El Pabellón Nº 6, A. Chéjov. Ilustración. |
LOS LIBROS Y LA LOCURA (y III)
A nuestro parecer, una descripción general de la locura podría ser que consiste en preferir el símbolo a lo que éste representa […]. El dinero, por ejemplo, es un símbolo; simboliza el vino, los caballos, la ropa elegante, las casas de lujo, las grandes ciudades del mundo y la quieta vivienda junto al río. El avaro es un loco porque prefiere el dinero a todas estas cosas; porque prefiere el símbolo a la realidad. Mas los libros son también un símbolo; representan la impresión que el hombre tiene de la existencia, y puede sostenerse al menos esto: que el hombre que ha llegado a preferir los libros a la vida es un maniático del mismo tipo que el avaro. Un libro es, sin duda, un objeto sagrado. En él están las mayores joyas encerradas en el cofre más pequeño. Pero eso no altera el hecho de que cuando se valora más el cofre que las joyas ha empezado la superstición. Éste es el gran pecado de idolatría contra el que la religión nos ha advertido tanto […].
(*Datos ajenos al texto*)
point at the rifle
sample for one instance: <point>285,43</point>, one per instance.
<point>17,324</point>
Existe idolatría donde quiera que aquello que en un principio nos proporcionaba felicidad haya pasado en último término a ser más importante que la felicidad misma […] Es la elemental herejía matemática y moral que afirma que la parte es mayor que el todo.
En este sentido, la bibliomanía puede convertirse en una especie de ebriedad. Hay cierto tipo de hombres que en realidad prefieren los libros a todo aquello con que se relacionan los libros, a los hermosos lugares, a los actos heroicos, a la experimentación, a la aventura, a la religión. Leen sobre estatuas semejantes a dioses, y no se avergüenzan de su propia dispersa y desmañada fealdad; estudian los testimonios de actos abiertos y magnánimos, y no se avergüenzan de sus propias vidas secretas y egocéntricas. Se han convertido en ciudadanos de un mundo irreal y, como el hindú en su paraíso, persiguen con lebreles de sombras a una gacela de sombras. Y por ahí va la locura […].
Las posibilidades de desarreglo mental que acarrea la literatura no se deben tanto al amor a los libros como a una indiferencia hacia la vida y hacia el sentimiento y a todo aquello que registran los libros. En un Estado ideal, los caballeros que se encontrasen sumidos en abstrusos cálculos y descubrimientos deberían estar obligados, por ley de la república, a hablar durante tres cuartos de hora con un mozo de cuadra o una dueña de pensión, y a cruzar Hampsted Heath montados en un burro. Serían examinados por el Estado, pero no sobre el griego o las armaduras antiguas, que son sus placeres, y en los que se puede depositar tanta confianza como en los niños que juegan al trompo. Se les interrogaría sobre el cockney o sobre los colores distintivos de las diferentes líneas de autobuses. Se les purgaría de todas las tendencias que a veces han llevado de la sabiduría a la locura; se les enseñaría a convertirse en hombres del mundo, que es un paso para convertirse en hombres del Universo.
(Chesterton, Los libros y la locura, 1901)
Nos confiesa Gromov que, tras leer estas líneas de Chesterton, se siente aludido por el autismo bibliómano que se le ha achacado desde cierto entorno ultramarino. Esto le ha recordado la cita de Séneca; “Me bastan unos pocos, es suficiente uno, puedo conformarme con ninguno” que el filósofo aplicaba a los amigos, pero que no estaría tampoco mal referir a los libros.
Adjunta, una ilustración rusa de El Pabellón Nº 6 en la que se ve a Gromov dialogando con su loquero.